I completed training and within weeks was on the laptop reviewing cases and conducting P2Ps. I recognized so many names and at first, that was deeply uncomfortable due to shame I had with being involved in this industry. But, many people who knew me (and the ones that did not) found that I had done thorough reviews of their cases, provided evidence and also listened. I took the extra time to have them send me PMIDs of relevant supporting articles, occasionally I would review images with them. Often times, the cases did not fit an ASTRO or NCCN guidelines or payor policy. The physicians may not have treated the way I would have, but as long as it met community standards, I would approve. When cases were very difficult and I spent hours trying to figure out what was right, I was told by my mentor / boss that if I spent more than 15 minutes thinking about it, I should give the doctor the benefit of the doubt and approve the treatment. Since I always call with my cell phone, I tell the doctor that if they have a case in review with us in the future to just text me or call me to let me know so I can expedite. If I missed them on the initial call, I would leave my cell phone number so they can reach me when was convenient for them. This flexibility was appreciated.
The nurses, case-review specialists and billing/coding experts that I work with are remarkably knowledgeable about radiation oncology. My supervisor is a woman with a nursing background and she is kind, deeply invested in us doing high quality work and responsive to my needs. My medical superior, the CMO, has become a confidant and someone who I speak to about many non-prior auth related issues, career advice and even parenting tips.
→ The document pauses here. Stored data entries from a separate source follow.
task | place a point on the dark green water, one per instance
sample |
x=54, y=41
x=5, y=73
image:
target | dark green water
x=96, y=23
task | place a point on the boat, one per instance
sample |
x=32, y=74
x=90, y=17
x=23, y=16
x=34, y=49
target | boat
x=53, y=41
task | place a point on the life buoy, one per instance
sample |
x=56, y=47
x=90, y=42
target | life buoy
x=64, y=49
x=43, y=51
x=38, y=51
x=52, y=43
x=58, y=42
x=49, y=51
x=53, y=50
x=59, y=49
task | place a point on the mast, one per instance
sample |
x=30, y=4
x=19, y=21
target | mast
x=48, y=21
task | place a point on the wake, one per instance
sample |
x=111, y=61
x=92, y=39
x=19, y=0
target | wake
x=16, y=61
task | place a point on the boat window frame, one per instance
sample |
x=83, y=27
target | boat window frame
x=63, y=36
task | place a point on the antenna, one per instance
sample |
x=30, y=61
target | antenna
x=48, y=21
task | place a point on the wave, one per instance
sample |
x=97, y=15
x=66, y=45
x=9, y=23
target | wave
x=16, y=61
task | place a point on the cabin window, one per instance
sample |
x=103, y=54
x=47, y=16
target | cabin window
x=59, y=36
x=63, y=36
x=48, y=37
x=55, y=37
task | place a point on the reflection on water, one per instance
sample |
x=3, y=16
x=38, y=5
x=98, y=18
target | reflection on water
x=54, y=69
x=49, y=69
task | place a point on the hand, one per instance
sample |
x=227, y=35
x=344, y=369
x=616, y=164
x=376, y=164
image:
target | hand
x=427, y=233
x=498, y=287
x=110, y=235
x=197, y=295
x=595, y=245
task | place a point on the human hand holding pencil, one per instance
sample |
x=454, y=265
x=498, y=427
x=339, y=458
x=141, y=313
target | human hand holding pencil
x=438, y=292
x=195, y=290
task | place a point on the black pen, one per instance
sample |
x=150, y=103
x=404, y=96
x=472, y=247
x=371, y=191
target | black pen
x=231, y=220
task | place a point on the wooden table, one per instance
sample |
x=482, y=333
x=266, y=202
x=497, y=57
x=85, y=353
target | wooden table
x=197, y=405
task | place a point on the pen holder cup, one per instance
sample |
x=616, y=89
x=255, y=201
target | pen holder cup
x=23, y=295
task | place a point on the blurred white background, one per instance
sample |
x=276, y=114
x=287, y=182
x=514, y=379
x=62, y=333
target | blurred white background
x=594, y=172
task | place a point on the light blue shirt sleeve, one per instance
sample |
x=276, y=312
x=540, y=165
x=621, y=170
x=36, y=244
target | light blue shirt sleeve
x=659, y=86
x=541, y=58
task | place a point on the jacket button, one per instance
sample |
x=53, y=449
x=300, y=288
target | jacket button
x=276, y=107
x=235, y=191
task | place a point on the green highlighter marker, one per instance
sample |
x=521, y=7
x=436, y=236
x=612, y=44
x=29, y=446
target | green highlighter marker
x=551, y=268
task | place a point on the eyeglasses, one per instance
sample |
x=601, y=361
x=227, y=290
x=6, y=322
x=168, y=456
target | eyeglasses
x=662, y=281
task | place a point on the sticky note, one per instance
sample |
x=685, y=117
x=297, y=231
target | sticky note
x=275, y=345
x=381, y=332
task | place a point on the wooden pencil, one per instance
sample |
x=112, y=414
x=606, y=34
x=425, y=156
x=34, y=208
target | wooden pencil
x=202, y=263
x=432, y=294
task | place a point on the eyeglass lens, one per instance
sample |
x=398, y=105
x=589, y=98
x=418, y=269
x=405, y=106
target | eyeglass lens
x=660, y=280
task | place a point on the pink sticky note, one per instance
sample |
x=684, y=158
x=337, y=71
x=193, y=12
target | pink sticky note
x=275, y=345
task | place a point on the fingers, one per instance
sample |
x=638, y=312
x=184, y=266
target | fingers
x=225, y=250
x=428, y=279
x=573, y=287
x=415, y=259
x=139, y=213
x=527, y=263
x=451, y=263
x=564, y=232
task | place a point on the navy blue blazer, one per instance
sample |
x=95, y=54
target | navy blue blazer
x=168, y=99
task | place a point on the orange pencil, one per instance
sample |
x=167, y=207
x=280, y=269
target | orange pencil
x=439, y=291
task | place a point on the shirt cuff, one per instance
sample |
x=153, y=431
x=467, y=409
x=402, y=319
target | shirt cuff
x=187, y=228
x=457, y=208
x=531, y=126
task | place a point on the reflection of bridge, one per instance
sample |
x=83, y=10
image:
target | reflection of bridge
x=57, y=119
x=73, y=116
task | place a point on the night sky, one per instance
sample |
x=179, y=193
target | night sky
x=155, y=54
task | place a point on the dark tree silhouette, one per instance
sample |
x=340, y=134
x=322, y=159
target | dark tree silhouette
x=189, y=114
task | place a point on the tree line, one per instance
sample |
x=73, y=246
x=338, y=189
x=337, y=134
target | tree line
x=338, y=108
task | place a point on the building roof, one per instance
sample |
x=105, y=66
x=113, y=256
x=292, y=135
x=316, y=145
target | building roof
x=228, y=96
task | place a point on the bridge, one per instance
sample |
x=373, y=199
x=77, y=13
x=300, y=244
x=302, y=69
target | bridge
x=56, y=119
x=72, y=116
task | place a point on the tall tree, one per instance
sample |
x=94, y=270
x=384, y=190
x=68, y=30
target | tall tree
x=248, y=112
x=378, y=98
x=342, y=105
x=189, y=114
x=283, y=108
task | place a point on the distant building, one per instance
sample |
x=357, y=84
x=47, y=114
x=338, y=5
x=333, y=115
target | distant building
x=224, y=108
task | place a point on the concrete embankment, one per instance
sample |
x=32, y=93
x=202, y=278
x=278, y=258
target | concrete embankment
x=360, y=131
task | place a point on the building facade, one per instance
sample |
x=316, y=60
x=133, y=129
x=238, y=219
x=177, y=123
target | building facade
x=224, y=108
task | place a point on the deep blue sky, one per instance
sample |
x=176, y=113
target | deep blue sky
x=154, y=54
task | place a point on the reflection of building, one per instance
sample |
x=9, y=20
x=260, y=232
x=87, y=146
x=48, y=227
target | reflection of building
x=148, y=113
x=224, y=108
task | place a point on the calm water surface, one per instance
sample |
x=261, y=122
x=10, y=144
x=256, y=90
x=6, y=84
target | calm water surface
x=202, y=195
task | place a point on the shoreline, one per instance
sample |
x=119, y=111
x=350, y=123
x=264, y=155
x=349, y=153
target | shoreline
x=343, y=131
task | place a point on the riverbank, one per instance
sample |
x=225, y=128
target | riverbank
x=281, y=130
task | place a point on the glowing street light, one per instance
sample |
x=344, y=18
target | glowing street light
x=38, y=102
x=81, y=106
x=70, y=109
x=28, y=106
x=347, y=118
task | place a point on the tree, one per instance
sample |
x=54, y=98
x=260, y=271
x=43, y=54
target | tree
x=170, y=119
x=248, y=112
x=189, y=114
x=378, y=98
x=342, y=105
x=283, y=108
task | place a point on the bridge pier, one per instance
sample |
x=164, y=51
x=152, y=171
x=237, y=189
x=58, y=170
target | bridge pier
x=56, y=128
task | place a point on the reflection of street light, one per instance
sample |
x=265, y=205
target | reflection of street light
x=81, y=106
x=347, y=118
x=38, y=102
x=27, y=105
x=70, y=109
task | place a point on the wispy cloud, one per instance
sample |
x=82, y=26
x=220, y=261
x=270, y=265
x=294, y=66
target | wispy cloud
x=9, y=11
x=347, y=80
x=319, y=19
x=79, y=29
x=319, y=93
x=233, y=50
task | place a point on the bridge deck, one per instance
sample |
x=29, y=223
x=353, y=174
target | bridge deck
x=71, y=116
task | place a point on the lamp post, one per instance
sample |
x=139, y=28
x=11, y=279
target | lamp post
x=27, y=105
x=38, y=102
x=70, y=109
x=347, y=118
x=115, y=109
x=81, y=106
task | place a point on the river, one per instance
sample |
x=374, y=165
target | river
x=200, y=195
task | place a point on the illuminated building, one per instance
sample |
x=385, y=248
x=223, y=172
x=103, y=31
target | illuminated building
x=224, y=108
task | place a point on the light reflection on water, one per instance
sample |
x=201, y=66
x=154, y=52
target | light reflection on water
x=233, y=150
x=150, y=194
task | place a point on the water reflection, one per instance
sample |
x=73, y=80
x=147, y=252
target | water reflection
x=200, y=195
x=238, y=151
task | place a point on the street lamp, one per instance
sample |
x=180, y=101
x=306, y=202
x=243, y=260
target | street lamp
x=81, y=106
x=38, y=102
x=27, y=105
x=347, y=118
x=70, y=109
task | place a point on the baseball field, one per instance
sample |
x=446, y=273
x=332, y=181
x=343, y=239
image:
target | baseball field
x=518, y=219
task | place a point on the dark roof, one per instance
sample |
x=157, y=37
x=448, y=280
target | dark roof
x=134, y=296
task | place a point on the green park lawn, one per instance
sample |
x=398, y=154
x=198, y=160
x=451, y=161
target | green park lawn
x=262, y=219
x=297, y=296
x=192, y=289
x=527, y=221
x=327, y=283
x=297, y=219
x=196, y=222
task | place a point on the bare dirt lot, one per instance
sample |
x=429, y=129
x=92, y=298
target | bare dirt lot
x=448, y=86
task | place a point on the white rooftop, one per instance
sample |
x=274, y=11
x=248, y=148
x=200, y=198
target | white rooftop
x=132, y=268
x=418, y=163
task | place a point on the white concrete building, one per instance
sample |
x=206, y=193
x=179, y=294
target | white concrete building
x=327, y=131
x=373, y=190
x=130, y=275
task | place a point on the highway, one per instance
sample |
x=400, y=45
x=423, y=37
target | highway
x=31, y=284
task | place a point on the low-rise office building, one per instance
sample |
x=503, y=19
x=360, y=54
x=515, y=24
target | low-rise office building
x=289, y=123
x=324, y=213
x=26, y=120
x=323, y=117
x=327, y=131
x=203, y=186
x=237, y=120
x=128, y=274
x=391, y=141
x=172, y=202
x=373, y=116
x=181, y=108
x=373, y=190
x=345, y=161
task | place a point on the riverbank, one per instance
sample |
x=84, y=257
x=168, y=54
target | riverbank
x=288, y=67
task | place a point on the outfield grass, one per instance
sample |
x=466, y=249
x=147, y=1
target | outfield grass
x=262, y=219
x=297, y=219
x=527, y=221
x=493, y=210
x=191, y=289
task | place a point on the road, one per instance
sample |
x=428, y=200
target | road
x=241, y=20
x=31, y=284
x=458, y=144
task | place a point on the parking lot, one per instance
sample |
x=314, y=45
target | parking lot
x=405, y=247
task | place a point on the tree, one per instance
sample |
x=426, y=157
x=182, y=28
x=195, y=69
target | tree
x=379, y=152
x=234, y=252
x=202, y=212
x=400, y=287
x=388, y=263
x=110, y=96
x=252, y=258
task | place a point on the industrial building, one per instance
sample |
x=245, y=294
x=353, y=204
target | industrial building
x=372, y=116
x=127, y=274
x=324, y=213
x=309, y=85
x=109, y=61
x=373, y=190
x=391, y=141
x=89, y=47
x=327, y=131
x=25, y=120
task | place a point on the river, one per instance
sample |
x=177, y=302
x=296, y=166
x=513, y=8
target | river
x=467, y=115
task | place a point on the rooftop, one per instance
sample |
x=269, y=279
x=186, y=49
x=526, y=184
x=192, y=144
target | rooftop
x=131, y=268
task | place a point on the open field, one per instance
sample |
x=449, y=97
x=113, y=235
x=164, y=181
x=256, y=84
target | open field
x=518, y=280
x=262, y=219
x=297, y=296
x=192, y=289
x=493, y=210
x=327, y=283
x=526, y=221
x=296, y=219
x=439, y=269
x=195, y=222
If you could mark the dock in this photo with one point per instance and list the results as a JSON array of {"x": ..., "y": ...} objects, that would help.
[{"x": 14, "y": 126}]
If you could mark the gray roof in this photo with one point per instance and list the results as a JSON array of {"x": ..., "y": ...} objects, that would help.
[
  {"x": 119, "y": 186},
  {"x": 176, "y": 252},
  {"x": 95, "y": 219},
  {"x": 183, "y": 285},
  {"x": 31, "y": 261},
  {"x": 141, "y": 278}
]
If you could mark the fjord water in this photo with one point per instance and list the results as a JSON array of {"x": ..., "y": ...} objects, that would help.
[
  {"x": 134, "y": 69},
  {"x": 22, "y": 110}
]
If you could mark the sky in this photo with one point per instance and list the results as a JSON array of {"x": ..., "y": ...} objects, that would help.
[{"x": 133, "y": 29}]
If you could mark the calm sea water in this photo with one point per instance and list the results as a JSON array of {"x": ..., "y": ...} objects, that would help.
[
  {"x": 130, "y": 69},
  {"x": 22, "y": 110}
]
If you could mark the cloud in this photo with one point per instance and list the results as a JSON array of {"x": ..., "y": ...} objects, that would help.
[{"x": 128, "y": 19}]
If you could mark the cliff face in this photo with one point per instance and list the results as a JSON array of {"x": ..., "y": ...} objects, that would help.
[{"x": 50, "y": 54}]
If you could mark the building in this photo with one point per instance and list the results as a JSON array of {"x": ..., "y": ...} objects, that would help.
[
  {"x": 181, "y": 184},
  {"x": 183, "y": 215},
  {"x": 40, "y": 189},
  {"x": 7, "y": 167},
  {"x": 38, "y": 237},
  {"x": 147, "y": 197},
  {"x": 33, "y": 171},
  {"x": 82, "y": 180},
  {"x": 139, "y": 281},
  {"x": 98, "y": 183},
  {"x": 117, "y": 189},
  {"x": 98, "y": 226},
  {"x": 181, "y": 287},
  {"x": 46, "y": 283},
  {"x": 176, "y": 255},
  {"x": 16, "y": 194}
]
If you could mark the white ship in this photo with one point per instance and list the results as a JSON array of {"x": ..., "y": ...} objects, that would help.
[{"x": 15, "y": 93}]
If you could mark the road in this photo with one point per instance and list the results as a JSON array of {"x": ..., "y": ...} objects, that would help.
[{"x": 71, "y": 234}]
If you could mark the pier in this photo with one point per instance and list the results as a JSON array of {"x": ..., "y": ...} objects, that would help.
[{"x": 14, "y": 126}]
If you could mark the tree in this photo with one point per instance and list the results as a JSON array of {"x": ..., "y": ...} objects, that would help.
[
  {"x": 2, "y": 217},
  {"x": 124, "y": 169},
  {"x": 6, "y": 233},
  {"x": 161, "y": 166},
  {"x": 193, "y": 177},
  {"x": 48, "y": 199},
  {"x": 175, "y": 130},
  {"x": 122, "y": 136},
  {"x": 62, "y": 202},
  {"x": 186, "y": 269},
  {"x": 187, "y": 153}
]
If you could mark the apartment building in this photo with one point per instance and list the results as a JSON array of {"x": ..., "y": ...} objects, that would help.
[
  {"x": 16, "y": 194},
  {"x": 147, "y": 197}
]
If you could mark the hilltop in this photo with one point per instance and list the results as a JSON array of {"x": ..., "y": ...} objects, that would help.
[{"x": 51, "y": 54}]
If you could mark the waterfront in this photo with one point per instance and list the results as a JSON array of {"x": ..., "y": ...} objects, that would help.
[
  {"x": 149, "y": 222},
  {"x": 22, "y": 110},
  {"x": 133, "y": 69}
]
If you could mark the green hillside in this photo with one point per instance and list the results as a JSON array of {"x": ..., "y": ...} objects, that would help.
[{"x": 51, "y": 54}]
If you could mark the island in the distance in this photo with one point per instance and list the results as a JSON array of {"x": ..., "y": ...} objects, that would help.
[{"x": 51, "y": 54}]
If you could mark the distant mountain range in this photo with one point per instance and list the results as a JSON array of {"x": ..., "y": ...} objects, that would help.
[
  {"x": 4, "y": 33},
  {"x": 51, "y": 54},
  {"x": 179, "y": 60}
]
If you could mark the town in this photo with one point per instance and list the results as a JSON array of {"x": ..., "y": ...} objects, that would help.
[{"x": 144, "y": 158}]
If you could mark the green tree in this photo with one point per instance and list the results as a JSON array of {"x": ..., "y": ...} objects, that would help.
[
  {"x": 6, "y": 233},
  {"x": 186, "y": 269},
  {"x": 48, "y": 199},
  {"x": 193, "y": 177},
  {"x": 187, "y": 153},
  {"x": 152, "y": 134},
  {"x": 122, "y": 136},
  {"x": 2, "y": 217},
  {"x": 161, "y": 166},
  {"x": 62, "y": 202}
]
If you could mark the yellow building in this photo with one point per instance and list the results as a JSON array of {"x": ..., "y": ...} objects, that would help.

The company has virtual baby showers, trivia and our quarterly meetings / town halls are actually very fun. This week, I received a present from the company - Harry and David pears and other snacks (if you have not had their pears, stop what you are doing and order them!). There are clinical refreshers, there are opportunities to teach and I have become involved with sales/development team. That is becoming most interesting to me - how to bring a product that I love to more patients and providers.
Yes, I said it. I love what we sell. Prior auth exists. It is not going away any time soon. In my experience, it is generally awful. Yet, I have received such kind messages from doctors even after I modified or denied a case - “thanks for making this a real P2P'“. I have been taught by faculty new ways that we are treating and am able to thank them for that, so we can update our regimens. I was told by a chairman of a large department who I tried to help increase his reimbursement for a specific case “this was the best P2P I have ever had”. With the leadership of the nursing managers, we have streamlined many processes and included many cases on “auto-approval” that used to be reviewed (wo examples are IGRT, IMRT for most curative cases - two things that clinicians hate fighting us about). I’ve had productive conversations with academic physicians that utilize protons to help us develop a patient friendly, but also evidence based rationale for allowing these treatments. We also will approve proton therapy patients on randomized trials. If you are willing to do the work to increase our knowledge and help patients, we will do our part.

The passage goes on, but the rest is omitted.